Dataset Formats

Supported File Formats

hprobes accepts three file formats:

Format	Extension	Notes
JSON Lines	`.jsonl`	One JSON object per line (recommended)
JSON	`.json`	Array of objects
Parquet	`.parquet`	Apache Parquet columnar format

MCQ Sample Structure

Each sample is a dict with a question, answer options, and a ground-truth answer:

{
  "question": "Which organ is most commonly affected in sarcoidosis?",
  "options": {"A": "Heart", "B": "Lung", "C": "Liver", "D": "Kidney"},
  "answer": "B"
}

Options can also be a list (letters are assigned automatically):

{
  "question": "Which organ is most commonly affected?",
  "options": ["Heart", "Lung", "Liver", "Kidney"],
  "answer": "B"
}

Auto-Detected Formats

The CLI auto-detects three common MCQ dataset layouts:

Format	Options Key	Answer Key	Source
`mmlu`	`choices`	`answer`	MMLU / MMLU-Pro
`medqa`	`options`	`answer_idx`	MedQA
`medmcqa`	`options`	`cop`	MedMCQA

Auto-detection works by inspecting the keys in the first sample. Override with --format:

hprobes run --model google/gemma-3-4b-it --data dataset.jsonl --format mmlu

In Python, pass the keys directly:

probe.fit(samples, options_key="choices", answer_key="answer")

Answer Formats

The answer field is flexible. hprobes handles:

Input	Parsed As
`"A"`	A
`"a"`	A
`0`	A (zero-indexed)
`1`	B (one-indexed for medmcqa)
`["A"]`	A (list unwrapped)
`"Ans.
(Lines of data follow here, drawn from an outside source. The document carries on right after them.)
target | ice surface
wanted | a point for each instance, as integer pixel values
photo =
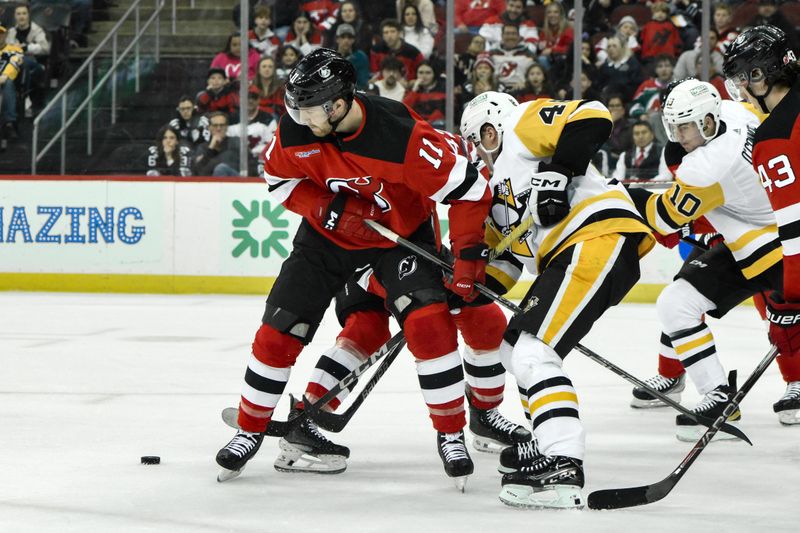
(89, 383)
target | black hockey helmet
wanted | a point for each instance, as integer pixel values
(757, 54)
(319, 79)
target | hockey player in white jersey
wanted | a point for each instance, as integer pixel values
(584, 245)
(715, 179)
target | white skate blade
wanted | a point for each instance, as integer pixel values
(460, 482)
(487, 445)
(693, 433)
(550, 497)
(636, 403)
(294, 459)
(226, 475)
(789, 417)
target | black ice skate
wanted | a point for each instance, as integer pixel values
(305, 449)
(519, 456)
(670, 387)
(552, 482)
(711, 406)
(234, 456)
(788, 407)
(492, 431)
(455, 457)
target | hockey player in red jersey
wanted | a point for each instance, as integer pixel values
(761, 68)
(337, 159)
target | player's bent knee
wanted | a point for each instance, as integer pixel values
(274, 348)
(482, 327)
(430, 331)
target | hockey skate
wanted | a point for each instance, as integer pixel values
(305, 449)
(670, 387)
(492, 432)
(550, 482)
(519, 456)
(455, 457)
(788, 407)
(711, 406)
(234, 456)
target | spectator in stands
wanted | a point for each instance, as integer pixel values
(647, 98)
(191, 127)
(492, 29)
(261, 37)
(621, 72)
(392, 83)
(220, 155)
(465, 61)
(349, 13)
(269, 88)
(512, 58)
(230, 60)
(620, 138)
(536, 85)
(288, 56)
(304, 36)
(641, 161)
(168, 157)
(723, 23)
(427, 13)
(219, 95)
(768, 14)
(471, 14)
(11, 61)
(345, 40)
(414, 33)
(659, 35)
(556, 35)
(481, 79)
(393, 45)
(321, 14)
(33, 40)
(627, 29)
(685, 67)
(261, 128)
(427, 95)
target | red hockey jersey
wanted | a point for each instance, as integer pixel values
(394, 160)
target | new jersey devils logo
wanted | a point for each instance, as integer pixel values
(363, 186)
(407, 266)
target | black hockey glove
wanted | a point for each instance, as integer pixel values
(552, 202)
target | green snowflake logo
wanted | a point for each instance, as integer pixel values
(248, 216)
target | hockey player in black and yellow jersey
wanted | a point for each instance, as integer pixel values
(584, 246)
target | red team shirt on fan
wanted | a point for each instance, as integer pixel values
(776, 158)
(394, 160)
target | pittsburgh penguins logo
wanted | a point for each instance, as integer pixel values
(407, 266)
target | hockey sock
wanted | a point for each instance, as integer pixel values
(551, 399)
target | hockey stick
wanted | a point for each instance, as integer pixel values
(632, 496)
(336, 422)
(279, 428)
(705, 421)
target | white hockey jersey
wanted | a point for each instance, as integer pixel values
(717, 180)
(531, 134)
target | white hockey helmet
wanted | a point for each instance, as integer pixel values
(691, 101)
(490, 107)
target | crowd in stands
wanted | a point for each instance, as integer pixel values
(631, 50)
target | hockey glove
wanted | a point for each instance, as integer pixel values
(469, 267)
(345, 214)
(552, 202)
(784, 324)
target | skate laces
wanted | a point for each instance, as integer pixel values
(499, 422)
(453, 447)
(792, 391)
(242, 443)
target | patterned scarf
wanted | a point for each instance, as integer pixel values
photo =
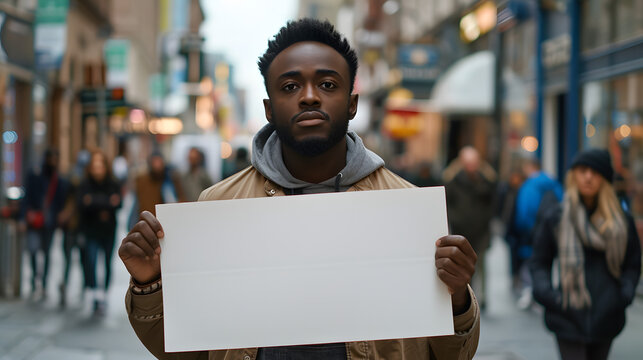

The key is B..."`	B (free-text extraction)

Response-Based Format

For open-ended / free-text mode with fit_from_responses():

{
  "question": "What is the most common cause of community-acquired pneumonia?",
  "response": "The most common cause is Streptococcus pneumoniae, which accounts for...",
  "answer_tokens": ["Streptococcus", "pneumoniae"],
  "judge": "true"
}

Key	Description
`question`	The input question
`response`	The model's full generated response
`answer_tokens`	List of token strings marking the factual answer span
`judge`	Correctness label: `"true"`/`"false"` or `1`/`0`

Custom Prompt Functions

For non-standard formats, pass a custom prompt_fn:

def my_formatter(sample):
    q = sample["query"]
    opts = "\n".join(f"{k}) {v}" for k, v in sample["choices"].items())
    return f"{q}\n{opts}"

probe.fit(samples, prompt_fn=my_formatter, answer_key="correct")